Adguard 7.18.1 -7.18.4778.0- Stable May 2026

At 12:03 AM, the hospital in Chicago went silent—then rebooted, clean. The container ship’s GPS recalibrated. The traffic lights in Seoul began their gentle, synchronized dance again.

Then she closed her laptop, picked up her cat, and watched the version counter on the dashboard tick over to a new number: . Adguard 7.18.1 -7.18.4778.0- Stable

Mira was the lead maintainer for Adguard’s core filtering logic. She wasn’t a hero. She was a woman who had spent the last eighteen months arguing about regex efficiency on GitHub. But she was also the only one who understood the rhythm of the filter engine—the way version handled SSL pinning exceptions. At 12:03 AM, the hospital in Chicago went

During a late-night coding session two weeks ago, she’d added a hidden "canary" function.
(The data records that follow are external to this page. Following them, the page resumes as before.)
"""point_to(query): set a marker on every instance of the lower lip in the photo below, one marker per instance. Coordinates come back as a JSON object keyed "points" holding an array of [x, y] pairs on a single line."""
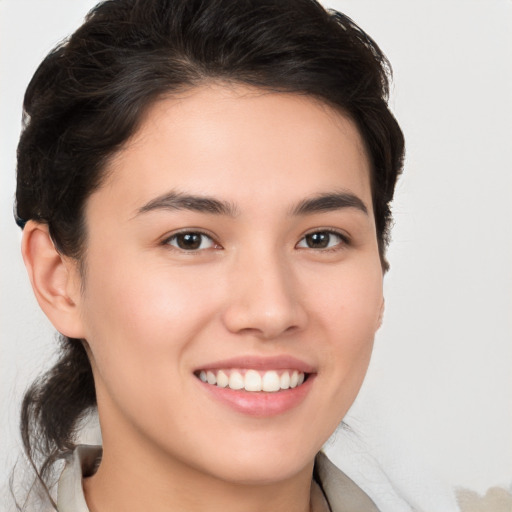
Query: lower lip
{"points": [[260, 403]]}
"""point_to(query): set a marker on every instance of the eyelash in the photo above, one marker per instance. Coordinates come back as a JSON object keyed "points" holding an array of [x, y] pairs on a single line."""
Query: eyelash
{"points": [[167, 241], [344, 240]]}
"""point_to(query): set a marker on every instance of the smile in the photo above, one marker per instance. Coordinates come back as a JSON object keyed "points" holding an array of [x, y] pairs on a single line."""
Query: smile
{"points": [[269, 381]]}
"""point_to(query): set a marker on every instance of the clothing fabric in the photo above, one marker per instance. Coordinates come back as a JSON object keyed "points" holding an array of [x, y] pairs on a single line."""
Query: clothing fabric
{"points": [[331, 491]]}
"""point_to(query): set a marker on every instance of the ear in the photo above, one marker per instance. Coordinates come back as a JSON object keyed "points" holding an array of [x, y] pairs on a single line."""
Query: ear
{"points": [[381, 313], [55, 279]]}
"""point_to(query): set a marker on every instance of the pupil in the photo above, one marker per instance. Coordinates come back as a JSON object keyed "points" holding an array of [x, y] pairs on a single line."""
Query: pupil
{"points": [[317, 240], [189, 241]]}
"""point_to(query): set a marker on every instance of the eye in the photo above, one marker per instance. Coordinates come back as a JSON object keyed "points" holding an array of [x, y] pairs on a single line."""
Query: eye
{"points": [[322, 240], [191, 241]]}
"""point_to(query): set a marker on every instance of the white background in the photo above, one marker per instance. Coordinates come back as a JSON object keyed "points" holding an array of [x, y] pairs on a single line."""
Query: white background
{"points": [[436, 409]]}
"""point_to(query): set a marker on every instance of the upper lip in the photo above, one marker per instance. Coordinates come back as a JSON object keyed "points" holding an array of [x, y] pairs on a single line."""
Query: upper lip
{"points": [[282, 362]]}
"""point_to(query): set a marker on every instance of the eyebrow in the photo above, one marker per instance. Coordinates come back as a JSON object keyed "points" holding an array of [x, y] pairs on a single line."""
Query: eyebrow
{"points": [[329, 202], [204, 204], [180, 201]]}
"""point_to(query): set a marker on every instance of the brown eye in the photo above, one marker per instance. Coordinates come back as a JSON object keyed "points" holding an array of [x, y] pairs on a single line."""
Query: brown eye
{"points": [[191, 241], [321, 240]]}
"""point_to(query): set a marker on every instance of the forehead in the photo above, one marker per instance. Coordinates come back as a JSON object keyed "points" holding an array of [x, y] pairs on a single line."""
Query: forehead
{"points": [[241, 144]]}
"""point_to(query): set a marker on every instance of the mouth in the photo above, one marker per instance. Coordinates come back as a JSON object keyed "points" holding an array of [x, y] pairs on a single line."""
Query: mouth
{"points": [[252, 380], [258, 386]]}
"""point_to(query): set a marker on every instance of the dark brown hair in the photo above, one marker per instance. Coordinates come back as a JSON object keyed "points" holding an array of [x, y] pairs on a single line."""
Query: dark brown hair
{"points": [[89, 94]]}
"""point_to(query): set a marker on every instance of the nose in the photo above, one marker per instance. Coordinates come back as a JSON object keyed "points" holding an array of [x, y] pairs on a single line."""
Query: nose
{"points": [[264, 299]]}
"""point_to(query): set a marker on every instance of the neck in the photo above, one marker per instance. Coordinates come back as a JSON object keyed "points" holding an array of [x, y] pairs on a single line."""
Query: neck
{"points": [[141, 478]]}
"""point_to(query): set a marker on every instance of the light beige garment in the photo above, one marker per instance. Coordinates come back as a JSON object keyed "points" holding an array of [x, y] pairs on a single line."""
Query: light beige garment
{"points": [[495, 500], [333, 492]]}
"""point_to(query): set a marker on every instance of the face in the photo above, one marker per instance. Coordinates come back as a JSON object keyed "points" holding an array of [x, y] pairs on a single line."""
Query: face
{"points": [[233, 284]]}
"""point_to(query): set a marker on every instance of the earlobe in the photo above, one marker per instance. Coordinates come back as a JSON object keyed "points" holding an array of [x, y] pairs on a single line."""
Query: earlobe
{"points": [[55, 279], [381, 314]]}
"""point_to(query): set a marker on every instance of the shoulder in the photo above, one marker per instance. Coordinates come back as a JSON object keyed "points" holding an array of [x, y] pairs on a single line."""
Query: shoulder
{"points": [[342, 493], [82, 462]]}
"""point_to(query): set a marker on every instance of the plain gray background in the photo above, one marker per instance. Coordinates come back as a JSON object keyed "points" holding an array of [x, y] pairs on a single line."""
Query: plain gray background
{"points": [[436, 409]]}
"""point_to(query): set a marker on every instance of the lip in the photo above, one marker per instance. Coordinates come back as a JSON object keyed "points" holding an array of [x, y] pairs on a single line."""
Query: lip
{"points": [[283, 362], [260, 404]]}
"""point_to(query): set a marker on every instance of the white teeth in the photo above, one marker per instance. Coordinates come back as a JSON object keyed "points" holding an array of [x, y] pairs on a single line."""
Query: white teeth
{"points": [[222, 379], [271, 382], [236, 381], [252, 380], [294, 379]]}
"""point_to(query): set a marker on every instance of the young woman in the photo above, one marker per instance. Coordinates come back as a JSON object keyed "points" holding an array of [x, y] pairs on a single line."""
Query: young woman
{"points": [[204, 192]]}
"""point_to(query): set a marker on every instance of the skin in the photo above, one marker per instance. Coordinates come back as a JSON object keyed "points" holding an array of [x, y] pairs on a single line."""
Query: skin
{"points": [[152, 313]]}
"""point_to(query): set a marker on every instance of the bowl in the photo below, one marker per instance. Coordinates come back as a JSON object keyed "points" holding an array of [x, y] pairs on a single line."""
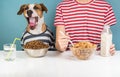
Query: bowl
{"points": [[83, 50], [36, 48], [36, 52]]}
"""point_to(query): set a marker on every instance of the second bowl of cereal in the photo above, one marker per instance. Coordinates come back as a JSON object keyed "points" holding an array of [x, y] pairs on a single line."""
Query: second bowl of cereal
{"points": [[36, 48], [83, 50]]}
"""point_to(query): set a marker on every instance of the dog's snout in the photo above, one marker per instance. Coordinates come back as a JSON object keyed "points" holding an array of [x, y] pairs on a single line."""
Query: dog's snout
{"points": [[29, 12]]}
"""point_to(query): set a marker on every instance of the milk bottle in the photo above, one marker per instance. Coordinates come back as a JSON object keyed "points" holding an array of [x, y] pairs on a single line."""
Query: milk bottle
{"points": [[106, 41]]}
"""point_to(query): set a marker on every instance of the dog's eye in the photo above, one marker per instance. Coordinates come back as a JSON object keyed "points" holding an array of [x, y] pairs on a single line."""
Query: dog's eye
{"points": [[26, 8], [36, 8]]}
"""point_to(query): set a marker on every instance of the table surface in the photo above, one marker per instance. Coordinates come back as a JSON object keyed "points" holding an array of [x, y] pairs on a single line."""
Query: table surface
{"points": [[56, 64]]}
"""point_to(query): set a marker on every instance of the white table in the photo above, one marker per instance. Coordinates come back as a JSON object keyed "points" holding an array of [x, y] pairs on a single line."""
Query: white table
{"points": [[56, 64]]}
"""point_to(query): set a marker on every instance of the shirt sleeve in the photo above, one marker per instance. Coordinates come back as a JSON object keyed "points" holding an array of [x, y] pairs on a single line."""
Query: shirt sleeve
{"points": [[110, 17], [59, 16]]}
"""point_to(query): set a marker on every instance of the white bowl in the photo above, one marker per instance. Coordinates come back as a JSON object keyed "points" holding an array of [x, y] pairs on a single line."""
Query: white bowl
{"points": [[36, 52]]}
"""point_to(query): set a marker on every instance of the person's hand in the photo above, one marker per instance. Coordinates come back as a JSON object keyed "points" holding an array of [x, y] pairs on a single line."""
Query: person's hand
{"points": [[62, 42], [112, 49]]}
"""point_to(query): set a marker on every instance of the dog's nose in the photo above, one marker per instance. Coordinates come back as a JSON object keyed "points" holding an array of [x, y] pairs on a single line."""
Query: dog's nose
{"points": [[29, 12]]}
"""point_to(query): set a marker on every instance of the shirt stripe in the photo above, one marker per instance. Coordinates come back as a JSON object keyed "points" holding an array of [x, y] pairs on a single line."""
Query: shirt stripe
{"points": [[84, 21]]}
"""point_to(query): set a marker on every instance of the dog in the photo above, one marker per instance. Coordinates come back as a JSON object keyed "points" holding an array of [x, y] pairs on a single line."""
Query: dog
{"points": [[36, 28]]}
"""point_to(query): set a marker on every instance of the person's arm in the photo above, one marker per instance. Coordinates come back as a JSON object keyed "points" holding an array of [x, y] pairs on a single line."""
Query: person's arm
{"points": [[61, 40]]}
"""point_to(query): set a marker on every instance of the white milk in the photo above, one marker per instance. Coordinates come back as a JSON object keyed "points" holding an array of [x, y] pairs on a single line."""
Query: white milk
{"points": [[106, 41]]}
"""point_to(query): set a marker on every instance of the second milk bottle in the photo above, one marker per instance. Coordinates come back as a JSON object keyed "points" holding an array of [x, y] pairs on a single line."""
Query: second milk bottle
{"points": [[106, 41]]}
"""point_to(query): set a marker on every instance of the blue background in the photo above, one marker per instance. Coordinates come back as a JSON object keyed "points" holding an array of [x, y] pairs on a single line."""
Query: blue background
{"points": [[13, 25]]}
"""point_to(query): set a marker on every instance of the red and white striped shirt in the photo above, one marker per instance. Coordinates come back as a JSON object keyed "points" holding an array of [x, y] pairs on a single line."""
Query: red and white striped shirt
{"points": [[84, 21]]}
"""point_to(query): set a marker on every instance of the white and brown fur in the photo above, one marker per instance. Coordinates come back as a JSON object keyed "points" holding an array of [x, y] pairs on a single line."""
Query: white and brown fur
{"points": [[34, 11], [37, 11]]}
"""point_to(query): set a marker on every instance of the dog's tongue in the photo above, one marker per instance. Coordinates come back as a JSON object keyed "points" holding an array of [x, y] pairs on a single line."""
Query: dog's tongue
{"points": [[32, 21]]}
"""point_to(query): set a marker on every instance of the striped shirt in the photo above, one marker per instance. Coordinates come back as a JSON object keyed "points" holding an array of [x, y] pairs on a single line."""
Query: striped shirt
{"points": [[84, 21], [46, 37]]}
If the filter detected a specific malformed HTTP/2 priority frame (the kind used in the attack), it wouldn’t just block it. It would inject a reverse payload: a clean, signed DNS record that re-routed the attacker’s command servers into a honeypot. Then she closed her laptop, picked up her

Now, with her cat watching from atop the server rack, Mira executed a force-update push to all Adguard users still on 7.18.0. Within sixty seconds, 200 million clients began pulling .

It was 11:47 PM on a Friday. Her team had gone home. The "Stable" tag was supposed to be a celebration—a final, polished release of Adguard’s core filtering engine. Instead, it felt like a death sentence.

The attack vector? Ad injection. Not the annoying kind that broke websites, but the surgical kind that replaced safety certificates with forged ones. The world’s infrastructure was being held hostage by a glorified pop-up.